It’s past time for a belowground data revolution! The tangling of plant roots with the surrounding soil, the secret handshakes among plants and their numerous fungal and bacterial partners, and the rhythmic pulsing of belowground birth and death throughout the year all contribute to ecosystem processes in important ways. However, much of what happens in the unseen world beneath our feet remains shrouded in mystery. Increasingly, those of us focused on measuring belowground processes have dusted off our data, pooled them together, and freely shared these hard-won observations. Our hope is that they will be used by the broader community of root and rhizosphere ecologists to tackle some of the biggest questions in belowground ecology, and that the answers to these questions will be hard-coded into the models that inform our understanding of what the future may hold. Here I review the beginnings of the belowground data revolution, and encourage others to build on these efforts for an even more international, collaborative, and connected belowground community.
Results/Conclusions
After a decade of data compilation, less than 1% of observations in the global and popular TRY plant trait database were of fine roots.
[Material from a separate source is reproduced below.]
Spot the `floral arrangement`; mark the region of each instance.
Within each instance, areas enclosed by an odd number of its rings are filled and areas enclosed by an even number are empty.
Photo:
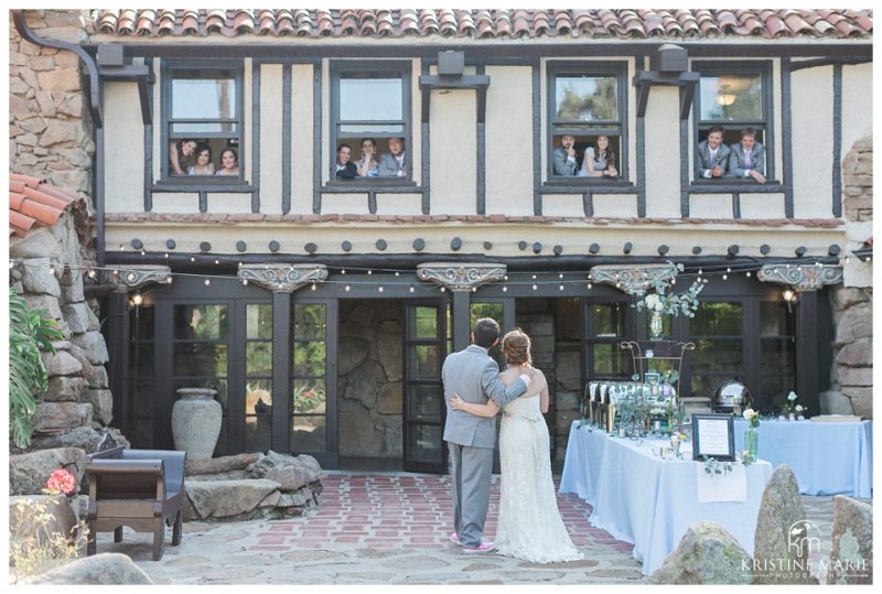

To address this shortfall, the Fine-Root Ecology Database (‘FRED’) was developed in synergy with the 'Rhizopolis' database to fill gaps in our global understanding of root traits, with an eye toward improving the representation of root form and function in terrestrial biosphere models. Recently, the sROOT international working group at the German Centre for Integrative Biodiversity Research (iDiv), used FRED as a foundation to build the Global Root Traits Database (‘GRooT’), which provides ready-to-use data on a set of core root traits that can be used to answer important belowground questions. More recently, the ‘Open Traits Network’ was developed to synthesize trait observations and knowledge across the Tree of Life--spanning disparate trait databases and biological kingdoms. Looking forward, and as you’ll hear from the speakers earlier in this session, a holistic understanding of belowground systems cannot begin and end with plants alone, but must span the spectrum of plant roots, their mycorrhizal fungal partners, and associated bacteria that are both harmful and helpful. Furthermore, our belowground understanding must be underpinned by robust data from across the world, including understudied areas like the tundra and the tropics, agricultural data, and incorporating local-scale intraspecific trait variation. There’s more work to be done--join the belowground data revolution!